When did you first encounter Dancer with Necklace?

I was in New York at the time that the German Expressionist Sculpture show opened here at LACMA [in 1983]. My father immediately saw that I would love Dancer with Necklace [on view in that exhibition] and sent me a catalogue. And of course, as soon as I was back in town, I went to go see the work. When I saw this piece, I immediately gravitated toward it. In fact, I saw this piece again at LACMA when it was installed as part of the 50th anniversary exhibition [in 2015]. It really inspired me to take my work in a new direction. It’s interesting that now, some 30 years after first seeing it, it still continues to inspire me. 


Los Angeles County Museum of Art, purchased with funds provided by the Robert Halff Endowment Fund, Modern and Contemporary Art Acquisition Endowment Fund, Modern Art Acquisition Fund, Robert Gore Rifkind Foundation, Modern Art Deaccession Fund, and LACMA's 50th Anniversary Gala, in honor of Stephanie Barron, the museum's Senior Curator of Modern Art

What about this piece inspired you then and inspires you now?

What really attracts me to this piece is the rawness of it.

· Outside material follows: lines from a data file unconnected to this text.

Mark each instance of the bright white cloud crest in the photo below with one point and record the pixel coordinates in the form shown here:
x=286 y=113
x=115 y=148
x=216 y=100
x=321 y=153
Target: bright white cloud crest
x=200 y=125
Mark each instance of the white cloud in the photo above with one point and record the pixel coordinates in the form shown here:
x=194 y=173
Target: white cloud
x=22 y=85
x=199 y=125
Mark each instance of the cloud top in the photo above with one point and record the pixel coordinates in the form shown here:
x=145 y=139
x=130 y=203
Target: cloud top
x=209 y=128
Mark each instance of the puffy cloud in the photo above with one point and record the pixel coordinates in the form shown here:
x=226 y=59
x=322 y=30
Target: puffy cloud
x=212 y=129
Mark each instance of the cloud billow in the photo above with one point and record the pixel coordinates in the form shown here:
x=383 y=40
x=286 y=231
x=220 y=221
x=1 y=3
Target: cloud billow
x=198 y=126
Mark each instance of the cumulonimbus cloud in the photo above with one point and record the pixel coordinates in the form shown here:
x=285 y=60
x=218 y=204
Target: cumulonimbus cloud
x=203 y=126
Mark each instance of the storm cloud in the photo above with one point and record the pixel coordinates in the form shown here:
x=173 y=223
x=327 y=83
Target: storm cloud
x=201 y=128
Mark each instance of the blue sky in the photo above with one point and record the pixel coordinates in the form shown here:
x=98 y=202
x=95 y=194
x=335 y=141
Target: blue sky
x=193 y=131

We can still see how the figure is pressed against the boundaries of the log that she is contained in. One shoulder is kind of rubbing against the perimeters; she has all this amazing motion within the small confined spaces. It feels to me that there is an amazing release of the figure, that sense that it is born from this simple material.

It also resonates with some of the ways that African art is treated in terms of texture and surface. I know that Kirchner and some of his friends were looking at African art at that time, and you can see where he is drawing off of that. In Berlin, right around the turn of the century, a Cameroonian sculpture, a Bangwa queen, was on public view in Berlin. This piece really resonates with that. It’s all about the breast and the belly and the buttocks. There is a lot of movement in this work. That’s not really typical of a lot of African art, which is often staid and stationary; that is very present in my work as well. But the Cameroonian and specifically the Bangwa, it always feels like there is some sort of dance involved in it. I really love the way those two pieces connect. 


Ernst Ludwig Kirchner Dancer with Necklace, 1910 Los Angeles County Museum of Art, purchased with funds provided by the Robert Halff Endowment Fund, Modern and Contemporary Art Acquisition Endowment Fund, Modern Art Acquisition Fund, Robert Gore Rifkind Foundation, Modern Art Deaccession Fund, and LACMA's 50th Anniversary Gala, in honor of Stephanie Barron, the museum's Senior Curator of Modern Art

I love that there is an emphasis on the breast and the belly and the buttocks. And there are all these rounded forms. She has got her one hand up, doing this shimmy, this twisty stretch. I just love that posturing—it’s just a really strong, intense female figure. She’s not reclining, she’s not offering herself. You don’t feel so voyeuristic. She is out there and strutting her stuff. That’s really powerful and beautiful.

I’m really interested in her facelessness. In some ways it refers to motion. It also refers to all women. You know, in my own work I’ll have faces. They all have eyes but they don’t have pupils, and there is always this emptiness to them. It talks about it being a mask, but it also talks about how we are sometimes between two worlds. At this moment of dance and ecstasy, you maybe become faceless. It’s just this motion, this expression, this—joy, this exuberance in this thing in the moment.

Ernst Ludwig Kirchner's Dancer with Necklace is on view in the Ahmanson Building, Level 2. The conversation was edited and condensed for clarity.